Stiefkind Gewerbegebiet
randnotiz 19

Datum
13.04.2018

Gewerbegebiet im Allgäu

'Do muas ma halt amol durch', so der Kabarettist Gerhard Polt lakonisch zu den Gewerbegebieten in seiner 'Wegbeschreibung', die es zu passieren gilt, bis man in 'Fast wie im richtigen Leben' seine Reihenhausanlage im Grünen erreicht - eine treffende Charakterisierung der unzähligen Industrieareale, die sich landesweit in den letzten Jahren zumeist an den Siedlungsrändern am Übergang zur freien Landschaft ausgebreitet haben. Wesentlich beschleunigt wurde diese Entwicklung mit dem neuen Landesentwicklungsprogramm Bayern 2013, das zusammen mit seiner 2018 in Kraft tretenden Überarbeitung eine schrittweise Lockerung des sog. Anbindegebotes erlaubt. Dadurch können Gemeinden nahezu uneingeschränkt selbst entscheiden, wo in freier Landschaft sie ihre Gewerbegebiete platzieren wollen. 

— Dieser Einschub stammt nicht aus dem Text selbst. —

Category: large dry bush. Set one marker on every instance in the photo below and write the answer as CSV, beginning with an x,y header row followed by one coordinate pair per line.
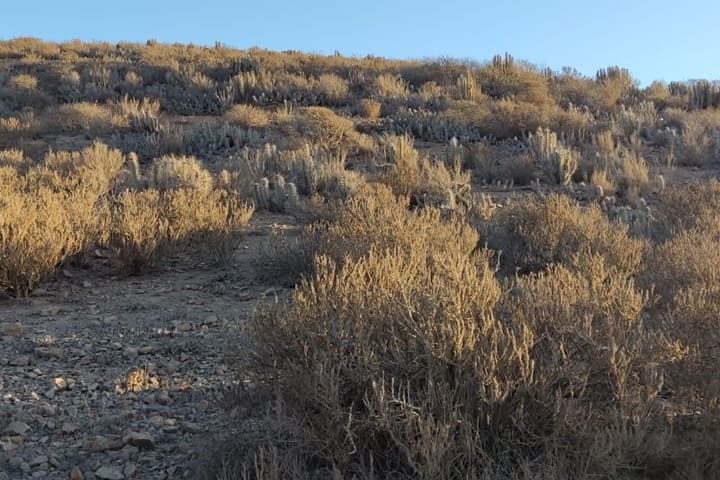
x,y
173,172
82,116
395,364
36,235
375,218
328,129
533,233
359,395
427,183
52,213
247,116
149,224
691,206
597,369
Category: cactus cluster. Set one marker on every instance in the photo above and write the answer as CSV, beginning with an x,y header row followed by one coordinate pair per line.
x,y
276,195
467,87
208,139
704,94
431,126
557,160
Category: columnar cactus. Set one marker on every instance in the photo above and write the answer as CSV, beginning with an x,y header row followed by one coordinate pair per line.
x,y
556,159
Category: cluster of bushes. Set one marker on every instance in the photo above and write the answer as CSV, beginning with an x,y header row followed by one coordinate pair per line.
x,y
406,353
77,87
432,333
55,212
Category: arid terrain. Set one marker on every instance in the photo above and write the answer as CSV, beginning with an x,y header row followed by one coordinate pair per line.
x,y
242,264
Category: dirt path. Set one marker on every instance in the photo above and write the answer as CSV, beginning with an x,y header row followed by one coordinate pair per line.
x,y
72,354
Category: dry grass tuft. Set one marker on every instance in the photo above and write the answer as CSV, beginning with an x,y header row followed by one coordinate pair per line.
x,y
533,234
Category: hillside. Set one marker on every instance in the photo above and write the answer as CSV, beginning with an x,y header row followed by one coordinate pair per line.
x,y
244,264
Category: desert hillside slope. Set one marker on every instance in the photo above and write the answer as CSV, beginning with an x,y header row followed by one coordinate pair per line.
x,y
243,264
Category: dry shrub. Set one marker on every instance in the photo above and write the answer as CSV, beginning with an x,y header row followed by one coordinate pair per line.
x,y
369,108
634,177
602,182
140,115
149,224
689,260
36,235
691,206
390,87
557,159
502,162
83,116
427,183
137,230
52,213
16,125
534,233
597,368
357,393
374,218
93,170
247,116
14,158
328,129
418,377
23,82
508,118
331,89
173,172
698,143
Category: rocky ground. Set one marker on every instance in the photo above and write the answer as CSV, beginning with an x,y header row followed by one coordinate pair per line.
x,y
114,378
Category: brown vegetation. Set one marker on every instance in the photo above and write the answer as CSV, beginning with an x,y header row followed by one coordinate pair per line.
x,y
492,279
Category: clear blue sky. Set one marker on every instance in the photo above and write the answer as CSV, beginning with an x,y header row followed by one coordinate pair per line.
x,y
658,40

Notwendiges Übel Normalerweise werden diese gebauten Strukturen als notwendiges Übel erachtet und ohne Gestaltungsanspruch und außenräumliche Qualitäten realisiert - Hauptsache, Grundstückspreise und Erstellungskosten sind niedrig und eine gute verkehrliche Anbindung ist gegeben. Resultat sind Konglomerate, die sich in unsere Landschaften fressen und eigentlich als Unorte empfunden werden. Nicht von ungefähr verlassen Beschäftigte Ihre Arbeitsstätten fluchtartig, um z. B. ihre Mittagspausen zu verbringen, die Verödung von Gewerbegebieten nach Feierabend und an Wochenenden spricht Bände.

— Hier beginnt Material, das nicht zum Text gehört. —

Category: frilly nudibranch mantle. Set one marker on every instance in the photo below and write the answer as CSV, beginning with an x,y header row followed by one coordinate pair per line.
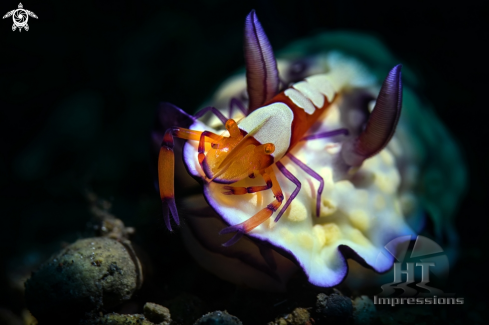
x,y
300,160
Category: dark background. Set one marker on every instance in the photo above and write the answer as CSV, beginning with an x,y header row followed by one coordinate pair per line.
x,y
79,89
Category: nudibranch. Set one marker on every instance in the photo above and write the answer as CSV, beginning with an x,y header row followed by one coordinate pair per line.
x,y
301,167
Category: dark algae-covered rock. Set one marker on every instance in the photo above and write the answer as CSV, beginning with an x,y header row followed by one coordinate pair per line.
x,y
85,276
157,313
300,316
118,319
218,318
334,309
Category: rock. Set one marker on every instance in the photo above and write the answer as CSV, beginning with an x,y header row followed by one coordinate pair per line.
x,y
299,316
185,308
157,314
218,318
334,309
117,319
364,310
85,276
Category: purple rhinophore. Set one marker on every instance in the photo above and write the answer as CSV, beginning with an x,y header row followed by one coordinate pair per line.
x,y
261,68
294,180
214,110
166,214
236,102
327,134
311,172
169,203
381,124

Fehlende Aufenthaltsqualitäten Warum ist das so? Die Antwort ist einfach: Weil in Gewerbegebieten jegliche Aufenthaltsqualität fehlt. Monofunktionale Strukturen, meist mit einem Übermaß an Verkehrsflächen, kaum Durchgrünung, die Nicht-Existenz gemeinschaftlicher öffentlicher Räume und eine kunterbunte Vielfalt beim Einzelobjekt, von unmäßigen Werbeanlagen und Nebenbaukörpern ganz abgesehen. Man fragt sich als sensibler Zeitgenosse schon, welche Altlasten wir den nachfolgenden Generationen auf der grünen Wiese hinterlassen und ob denn nicht die für unser Wirtschaften notwendigen Flächen auch etwas nachhaltiger und verträglicher gestaltet werden könnten.

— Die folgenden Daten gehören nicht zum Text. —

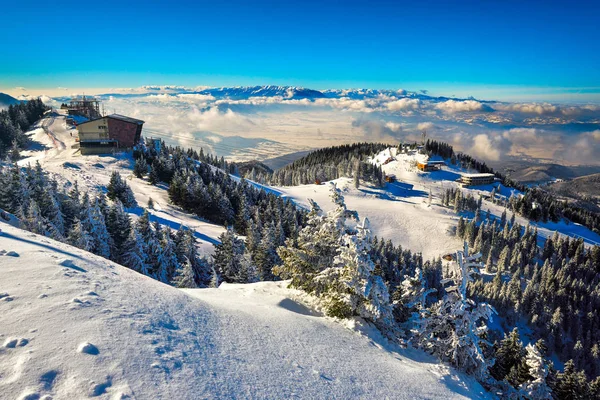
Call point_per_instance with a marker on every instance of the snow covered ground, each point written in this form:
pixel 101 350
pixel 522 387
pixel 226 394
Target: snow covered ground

Vorbild Bregenzer Wald Im benachbarten Bregenzer Wald etwa wird genau darauf Wert gelegt - auch sprechen touristische Gründe für eine intakte Kulturlandschaft. Zwei Gedanken spielen hier eine zusätzliche Rolle: Einmal die Überlegung, dem absurden Grundstücks-Preiswettbewerb der Einzelgemeinden durch interkommunale Gewerbegebiete zu begegnen, bei denen die Gewerbesteuereinnahmen nach einem Schlüssel aufgeteilt werden oder zum anderen der schonende Umgang mit Grund und Boden etwa durch eine mehrgeschossige Bauweise. 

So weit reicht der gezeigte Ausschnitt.